Thursday, February 19, 2004

Part 2- The little green house

My grandparents have a little green house. I remembered when I would visit when I was young it seemed so big, now it looked like a small-scale model of the big green house that I remember.
Everything seemed miniature; even the big oak trees out front didn’t seem like the giants that they were when I was a child. Everything had an aged look to it as it is with many cities in Michigan. After the majority of the factories moved overseas the cities were left to fall apart with poverty and the pollution left behind. The cities that are left there are ghosts, shadows of the magnificent cities they once were.
My Grandfather worked at a factory making springs for some 50 years. Now his oldest son Jack Jr and his son: my cousin Jack III worked there. My Grandfather was making less than $10 an hour when he retired.
Somehow my Grandparents raised six children in this tiny little house, but now it seemed too small for the four adults who were trying to stay there that night.
My Uncle (My fathers youngest brother) was in the back bedroom, my father on the couch and that left me with staying in my grandmother’s room with her. It seemed kind of strange to me that I would be sleeping with my Grandmother on the side of the bed my Grandfather had inhabited for some 52 years. But I figured if it was all right with her, then it was fine by me.
As we changed the sheets on the bed she joked about how my grandfather was stinky so I didn’t want to sleep on that. I started to think about how strange it was that he would probably never sleep in this bed again and as soon as we changed the sheets his smell will be gone from the bed.
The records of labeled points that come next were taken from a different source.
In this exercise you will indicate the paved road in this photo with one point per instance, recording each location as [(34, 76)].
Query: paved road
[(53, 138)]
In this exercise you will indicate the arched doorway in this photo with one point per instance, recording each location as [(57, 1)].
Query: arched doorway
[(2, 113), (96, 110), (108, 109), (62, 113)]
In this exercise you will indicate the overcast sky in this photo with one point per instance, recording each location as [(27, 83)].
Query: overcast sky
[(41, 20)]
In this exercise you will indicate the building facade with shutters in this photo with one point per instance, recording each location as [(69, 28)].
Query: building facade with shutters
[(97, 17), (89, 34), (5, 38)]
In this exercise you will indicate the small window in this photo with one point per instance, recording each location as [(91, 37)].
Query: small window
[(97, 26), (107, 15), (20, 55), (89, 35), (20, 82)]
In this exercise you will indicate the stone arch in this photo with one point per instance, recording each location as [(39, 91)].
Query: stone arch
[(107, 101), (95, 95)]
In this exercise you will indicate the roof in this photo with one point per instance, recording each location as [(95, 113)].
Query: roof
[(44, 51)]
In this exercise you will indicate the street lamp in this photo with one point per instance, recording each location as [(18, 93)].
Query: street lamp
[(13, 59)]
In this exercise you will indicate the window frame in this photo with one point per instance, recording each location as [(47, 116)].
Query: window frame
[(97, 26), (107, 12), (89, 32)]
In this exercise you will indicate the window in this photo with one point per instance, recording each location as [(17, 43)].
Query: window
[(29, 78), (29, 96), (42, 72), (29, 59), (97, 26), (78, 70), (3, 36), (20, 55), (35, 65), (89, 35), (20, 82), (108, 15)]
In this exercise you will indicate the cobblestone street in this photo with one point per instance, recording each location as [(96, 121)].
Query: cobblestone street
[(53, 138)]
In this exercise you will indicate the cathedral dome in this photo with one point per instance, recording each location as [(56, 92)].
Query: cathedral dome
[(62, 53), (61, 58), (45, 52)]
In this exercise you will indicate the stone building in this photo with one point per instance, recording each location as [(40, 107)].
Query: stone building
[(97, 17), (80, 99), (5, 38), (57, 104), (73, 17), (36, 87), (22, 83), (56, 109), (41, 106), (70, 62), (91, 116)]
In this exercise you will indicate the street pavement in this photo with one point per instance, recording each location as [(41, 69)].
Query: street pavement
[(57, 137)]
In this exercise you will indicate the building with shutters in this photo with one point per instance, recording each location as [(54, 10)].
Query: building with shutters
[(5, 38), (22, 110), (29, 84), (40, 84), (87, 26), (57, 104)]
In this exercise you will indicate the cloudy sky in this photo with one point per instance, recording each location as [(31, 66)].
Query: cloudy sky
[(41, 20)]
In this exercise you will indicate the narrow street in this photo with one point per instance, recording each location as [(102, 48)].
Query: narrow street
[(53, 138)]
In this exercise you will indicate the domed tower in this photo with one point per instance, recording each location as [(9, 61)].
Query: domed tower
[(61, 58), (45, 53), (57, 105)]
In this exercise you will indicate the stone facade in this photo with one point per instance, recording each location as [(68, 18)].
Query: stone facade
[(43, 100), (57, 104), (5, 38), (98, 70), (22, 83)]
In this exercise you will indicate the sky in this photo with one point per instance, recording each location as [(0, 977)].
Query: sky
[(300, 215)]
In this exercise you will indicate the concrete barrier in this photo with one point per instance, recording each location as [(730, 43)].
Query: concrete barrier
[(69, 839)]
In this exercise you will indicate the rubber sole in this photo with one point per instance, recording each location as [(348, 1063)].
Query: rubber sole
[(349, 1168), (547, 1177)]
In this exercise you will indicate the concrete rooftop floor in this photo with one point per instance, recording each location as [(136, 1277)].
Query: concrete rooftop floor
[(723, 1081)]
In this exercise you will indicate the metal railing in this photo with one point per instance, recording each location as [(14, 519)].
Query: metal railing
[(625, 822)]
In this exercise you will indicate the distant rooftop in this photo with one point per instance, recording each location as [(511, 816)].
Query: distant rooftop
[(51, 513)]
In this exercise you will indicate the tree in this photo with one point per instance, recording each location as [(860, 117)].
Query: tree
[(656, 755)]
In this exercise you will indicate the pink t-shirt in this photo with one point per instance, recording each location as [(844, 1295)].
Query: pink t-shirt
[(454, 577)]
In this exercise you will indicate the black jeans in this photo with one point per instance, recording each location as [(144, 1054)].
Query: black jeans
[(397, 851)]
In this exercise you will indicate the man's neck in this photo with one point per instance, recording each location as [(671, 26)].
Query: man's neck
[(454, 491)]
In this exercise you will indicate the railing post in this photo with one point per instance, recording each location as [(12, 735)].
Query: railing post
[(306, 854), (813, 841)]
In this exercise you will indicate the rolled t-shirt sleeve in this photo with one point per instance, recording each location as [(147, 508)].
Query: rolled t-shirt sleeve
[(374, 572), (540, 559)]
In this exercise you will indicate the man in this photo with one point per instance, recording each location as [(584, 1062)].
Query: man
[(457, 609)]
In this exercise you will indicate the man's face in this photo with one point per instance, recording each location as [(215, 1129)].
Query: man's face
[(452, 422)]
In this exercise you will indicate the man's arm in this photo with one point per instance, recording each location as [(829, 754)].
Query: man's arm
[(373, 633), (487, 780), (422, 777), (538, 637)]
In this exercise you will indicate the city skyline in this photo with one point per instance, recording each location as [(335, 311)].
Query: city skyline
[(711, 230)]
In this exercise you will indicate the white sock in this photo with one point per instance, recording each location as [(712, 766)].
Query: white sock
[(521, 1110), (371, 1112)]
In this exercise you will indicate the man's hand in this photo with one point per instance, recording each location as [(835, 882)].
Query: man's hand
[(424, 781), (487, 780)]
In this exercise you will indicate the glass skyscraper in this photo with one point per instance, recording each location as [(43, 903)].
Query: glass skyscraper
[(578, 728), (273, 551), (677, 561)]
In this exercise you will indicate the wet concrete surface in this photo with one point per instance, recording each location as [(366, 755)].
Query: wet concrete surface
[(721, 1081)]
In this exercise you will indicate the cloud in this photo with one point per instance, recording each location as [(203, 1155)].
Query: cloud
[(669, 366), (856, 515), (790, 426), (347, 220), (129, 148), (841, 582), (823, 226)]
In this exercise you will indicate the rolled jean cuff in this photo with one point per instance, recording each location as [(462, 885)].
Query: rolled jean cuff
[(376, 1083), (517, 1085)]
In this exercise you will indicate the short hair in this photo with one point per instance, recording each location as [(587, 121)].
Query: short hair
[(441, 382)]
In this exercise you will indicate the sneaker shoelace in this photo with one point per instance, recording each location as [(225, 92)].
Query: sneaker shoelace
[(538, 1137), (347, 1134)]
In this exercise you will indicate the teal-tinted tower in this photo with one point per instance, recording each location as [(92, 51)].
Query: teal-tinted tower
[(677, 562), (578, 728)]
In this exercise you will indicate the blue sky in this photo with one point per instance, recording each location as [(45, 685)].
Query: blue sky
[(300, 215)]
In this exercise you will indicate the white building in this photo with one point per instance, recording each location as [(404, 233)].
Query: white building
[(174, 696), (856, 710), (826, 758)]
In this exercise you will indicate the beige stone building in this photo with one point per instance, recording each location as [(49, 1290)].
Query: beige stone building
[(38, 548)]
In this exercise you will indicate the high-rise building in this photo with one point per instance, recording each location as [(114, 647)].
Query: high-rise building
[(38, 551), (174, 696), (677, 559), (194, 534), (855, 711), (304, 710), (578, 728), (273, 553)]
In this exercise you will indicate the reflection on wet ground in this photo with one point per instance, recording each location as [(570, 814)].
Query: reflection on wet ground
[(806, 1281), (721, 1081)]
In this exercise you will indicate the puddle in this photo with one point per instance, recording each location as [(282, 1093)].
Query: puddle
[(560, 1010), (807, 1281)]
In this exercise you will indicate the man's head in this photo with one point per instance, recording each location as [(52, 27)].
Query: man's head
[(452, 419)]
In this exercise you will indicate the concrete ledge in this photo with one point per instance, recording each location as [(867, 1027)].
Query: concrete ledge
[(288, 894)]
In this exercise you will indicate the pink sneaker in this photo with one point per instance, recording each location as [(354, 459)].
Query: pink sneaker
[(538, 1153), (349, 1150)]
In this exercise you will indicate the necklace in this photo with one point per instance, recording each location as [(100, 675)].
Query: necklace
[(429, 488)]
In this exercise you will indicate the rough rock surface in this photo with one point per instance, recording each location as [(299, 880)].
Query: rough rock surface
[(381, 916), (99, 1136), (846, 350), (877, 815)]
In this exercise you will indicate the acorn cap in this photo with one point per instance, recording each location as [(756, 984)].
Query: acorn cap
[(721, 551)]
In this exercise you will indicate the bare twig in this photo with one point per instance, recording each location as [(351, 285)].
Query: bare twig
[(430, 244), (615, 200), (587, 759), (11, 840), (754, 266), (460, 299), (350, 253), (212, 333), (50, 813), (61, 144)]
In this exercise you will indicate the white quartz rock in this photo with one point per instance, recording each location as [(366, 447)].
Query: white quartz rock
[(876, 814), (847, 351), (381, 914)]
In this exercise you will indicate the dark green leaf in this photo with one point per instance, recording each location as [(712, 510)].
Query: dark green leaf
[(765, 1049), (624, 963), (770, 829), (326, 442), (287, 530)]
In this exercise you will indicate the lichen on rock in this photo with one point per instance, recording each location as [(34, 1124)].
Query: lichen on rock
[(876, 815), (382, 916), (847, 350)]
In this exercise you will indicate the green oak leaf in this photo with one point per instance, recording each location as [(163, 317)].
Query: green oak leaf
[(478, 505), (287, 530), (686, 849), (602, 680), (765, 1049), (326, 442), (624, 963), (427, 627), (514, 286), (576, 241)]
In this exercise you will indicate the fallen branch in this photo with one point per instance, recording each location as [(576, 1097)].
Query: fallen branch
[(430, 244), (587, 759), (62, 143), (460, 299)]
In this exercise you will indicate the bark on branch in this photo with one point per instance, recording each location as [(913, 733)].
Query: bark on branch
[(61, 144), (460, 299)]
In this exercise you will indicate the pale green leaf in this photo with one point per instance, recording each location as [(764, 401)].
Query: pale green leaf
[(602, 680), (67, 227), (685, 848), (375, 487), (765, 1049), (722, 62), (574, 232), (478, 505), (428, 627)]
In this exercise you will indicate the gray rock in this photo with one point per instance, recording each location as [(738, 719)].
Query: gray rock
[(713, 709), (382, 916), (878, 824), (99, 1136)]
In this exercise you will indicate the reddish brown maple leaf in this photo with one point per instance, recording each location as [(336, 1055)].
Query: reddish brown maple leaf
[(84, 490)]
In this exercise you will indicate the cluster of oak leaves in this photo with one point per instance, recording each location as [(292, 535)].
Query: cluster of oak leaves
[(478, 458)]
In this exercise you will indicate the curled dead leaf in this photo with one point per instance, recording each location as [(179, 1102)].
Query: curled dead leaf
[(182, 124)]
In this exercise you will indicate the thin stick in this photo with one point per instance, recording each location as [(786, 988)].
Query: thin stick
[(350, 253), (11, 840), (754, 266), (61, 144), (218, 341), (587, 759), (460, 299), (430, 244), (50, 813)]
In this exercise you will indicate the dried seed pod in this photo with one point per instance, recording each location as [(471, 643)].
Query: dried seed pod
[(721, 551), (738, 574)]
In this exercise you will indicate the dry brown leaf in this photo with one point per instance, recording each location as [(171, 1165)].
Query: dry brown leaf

How easily we are washed away.

It was a sleepless night. My Grandmother and I mostly just talked and caught up. I really love this woman and I don’t get back home often enough. I really cherish the times I have spent with her.
She is as feisty as any twenty something and she isn’t afraid to speak her mind. She loves her children and grand children and great grandchildren with the ferocity of a mother bear protecting her cubs. She ha s a huge heart and tries to do right by everyone, but after living with my hard headed Grandfather for 52 years she learned a thing or two about making sure she isn’t anyone’s door mat. She knows how to live her life and that is what has kept her so young.

I could hear the fear in her voice. She was talking about how strange it will be without him around any more. We went over the past slowly and methodically, every story we would relive to a point where I could almost smell the air and taste the Thanksgiving dinners again.
She talked about her friends who had lost their husbands in the years earlier and how they handled it. We joked about how after all these years she will actually be able to know what it is like to hold the remote control.
We talked about the day he had the stroke, and even though it was the day before she told it like it happened years ago, with a distance to her face and voice, as if she could not quite live those memories yet as vividly as she could live the memories from days long past.

Sometime around 3AM she went to sleep, we were up by 6AM to go back to the hospital. As I got out of bed to go get ready my grandmother was sitting at the table staring blankly. She had been crying.
When I looked to see what she was staring at I saw why she was crying. She had made two cups of coffee like she had every morning for 52 years. It didn’t even occur to her that she only needed one today until after she had made them.